Violência contra médicos sobe 68% em dez anos; enfermeiros também são vítimas: 'Trabalho com medo de ser o próximo esfaqueado'
SAUDE

"Meu marido falou: um dia eu vou buscar o seu corpo no seu trabalho", desabafa Karina Valverde, de 45 anos, técnica de enfermagem agredida pela acompanhante de uma paciente em um hospital na zona oeste de São Paulo.
O episódio ocorreu quando ela e uma colega tentaram organizar o fluxo de acompanhantes dentro da sala de medicação. Após uma discussão, Karina foi agredida com arranhões, socos e tapas pela filha da paciente.
"Não tinha ninguém para me ajudar. O segurança é patrimonial, não interfere nesses tipos de caso. A médica do plantão também havia sido agredida dias antes", conta.
A história de Karina é mais uma entre milhares que se multiplicam em consultórios, prontos-socorros e unidades básicas de saúde em todo o Brasil. A violência contra profissionais da saúde cresceu exponencialmente na última década.
Casos de violência contra médicos aumentaram 68% em dez anos, segundo levantamento do Conselho Federal de Medicina (CFM) obtido pelo g1.
Só em 2024, foram registrados 4.562 boletins de ocorrência, o maior número da série histórica. Isso significa que 12 médicos são agredidos por dia no país.
Enfermeiros também são vítimas: um levantamento realizado em 2023 pelo Conselho Regional de Enfermagem de São Paulo (Coren-SP) revelou que 80% dos profissionais de enfermagem no estado já foram vítimas de agressões no ambiente de trabalho. No Distrito Federal, outra pesquisa aponta que 82,7% dos enfermeiros ou técnicos já sofreram violência física enquanto trabalhavam. O caso de Karina aconteceu em maio e ela está afastada do trabalho desde então, com síndrome do pânico e ansiedade.
“Volto [de licença] na próxima semana e já estou ansiosa. De tanto pânico e ansiedade, tive alopecia, meu cabelo caiu todo. Faço tratamento psicológico, mas sigo muito assustada.”
"Todo plantão é assim: trabalhamos sob ameaça. Dizem que atendemos com 'cara feia', mas é medo mesmo. Medo de morrer", diz Karina. Concursada, ela está afastada de dois empregos devido aos ferimentos e abalo emocional.
“Meu filho me viu chegar em casa e chorou tanto… Dizia: ‘não acredito que a senhora foi trabalhar e voltou desse jeito’.” 'É comum, virou parte do trabalho'
A médica Júlia Alves*, que pediu para não ser identificada, atua em um pronto-socorro infantil em Guarapari, Espírito Santo. Ao g1, ela diz que a exaustão emocional virou rotina. "As agressões verbais são diárias e normalizadas", conta.
Em um dos plantões, ela levou um soco no rosto de uma mãe que exigia atendimento imediato para o filho.
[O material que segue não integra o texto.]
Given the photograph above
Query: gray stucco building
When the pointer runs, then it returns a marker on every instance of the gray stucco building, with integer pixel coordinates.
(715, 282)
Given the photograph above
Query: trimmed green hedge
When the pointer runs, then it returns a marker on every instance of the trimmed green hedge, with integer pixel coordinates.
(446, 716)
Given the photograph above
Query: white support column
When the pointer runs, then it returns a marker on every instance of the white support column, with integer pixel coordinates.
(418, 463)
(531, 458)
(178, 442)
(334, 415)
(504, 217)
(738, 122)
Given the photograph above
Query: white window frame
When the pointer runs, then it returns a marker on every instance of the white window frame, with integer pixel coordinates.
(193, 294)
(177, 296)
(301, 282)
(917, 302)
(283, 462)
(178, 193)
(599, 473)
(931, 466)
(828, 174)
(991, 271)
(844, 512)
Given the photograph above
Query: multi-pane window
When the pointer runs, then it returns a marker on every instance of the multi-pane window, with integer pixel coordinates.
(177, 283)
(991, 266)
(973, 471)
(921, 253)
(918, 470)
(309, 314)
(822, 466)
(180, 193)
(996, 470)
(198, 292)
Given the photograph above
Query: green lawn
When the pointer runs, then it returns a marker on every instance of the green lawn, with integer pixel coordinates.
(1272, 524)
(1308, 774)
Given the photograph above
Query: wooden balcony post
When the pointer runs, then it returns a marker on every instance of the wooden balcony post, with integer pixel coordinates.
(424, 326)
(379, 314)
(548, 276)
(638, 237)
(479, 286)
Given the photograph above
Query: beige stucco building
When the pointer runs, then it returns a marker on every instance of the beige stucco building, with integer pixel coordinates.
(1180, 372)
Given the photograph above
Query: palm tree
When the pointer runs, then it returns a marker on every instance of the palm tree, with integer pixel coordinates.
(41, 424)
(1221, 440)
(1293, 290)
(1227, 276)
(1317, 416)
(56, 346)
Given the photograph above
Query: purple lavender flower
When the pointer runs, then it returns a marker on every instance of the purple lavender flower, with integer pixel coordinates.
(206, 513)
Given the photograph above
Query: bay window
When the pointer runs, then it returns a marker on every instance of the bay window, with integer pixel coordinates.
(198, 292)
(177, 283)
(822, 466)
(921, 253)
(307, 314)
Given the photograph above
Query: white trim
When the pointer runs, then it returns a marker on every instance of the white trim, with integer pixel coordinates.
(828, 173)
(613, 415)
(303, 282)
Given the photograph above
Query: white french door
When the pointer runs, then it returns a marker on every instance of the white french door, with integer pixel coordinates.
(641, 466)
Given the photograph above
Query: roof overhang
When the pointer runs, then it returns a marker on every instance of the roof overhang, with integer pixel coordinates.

Ela relata o mesmo problema de Karina: o segurança do local era só patrimonial. "Ele estava ao meu lado e não fez nada."
Seguranças patrimoniais têm a função de proteger o patrimônio do hospital. Segundo o CFM, quem pode agir em casos de violência é a Guarda Civil Metropolitana (GCM) ou a polícia. Não há profissionais de segurança pública nas unidades de saúde.
Na maioria das vezes, os médicos agredidos optam por não denunciar. "Fiz boletim de ocorrência e exame de corpo de delito, mas escolhi não seguir com processo judicial. Seria um transtorno", afirma Júlia.
Em Goiás, o médico Pablo Henrique de Araújo Leal, de 27 anos, foi agredido com socos pelo marido de uma paciente que morreu na Unidade de Pronto Atendimento (UPA). Segundo a Polícia Militar, o suspeito acredita que o médico foi negligente ao atender a esposa dele e, consequentemente, permitiu que ela morresse.
Todos os entrevistados para esta reportagem consentem que há, pelo menos, uma agressão – verbal ou física – todos os dias no ambiente em que trabalham.
"Já levei tapa no braço, tive que correr e me trancar em uma sala porque um pai queria me agredir", relata Expedito Bezerra Barbosa Júnior, médico de um pronto-socorro infantil em São Paulo.
“O medo hoje é real. A gente trabalha com receio de ser o próximo a ser esfaqueado.”
Expedito, que atua tanto em unidades públicas quanto privadas, chama atenção para o esgotamento estrutural do sistema. “Os bons profissionais não querem mais os plantões. A maioria dos hospitais públicos – e alguns privados – não tem recursos o suficiente para o paciente. Faltam médicos, falta estrutura", ele diz.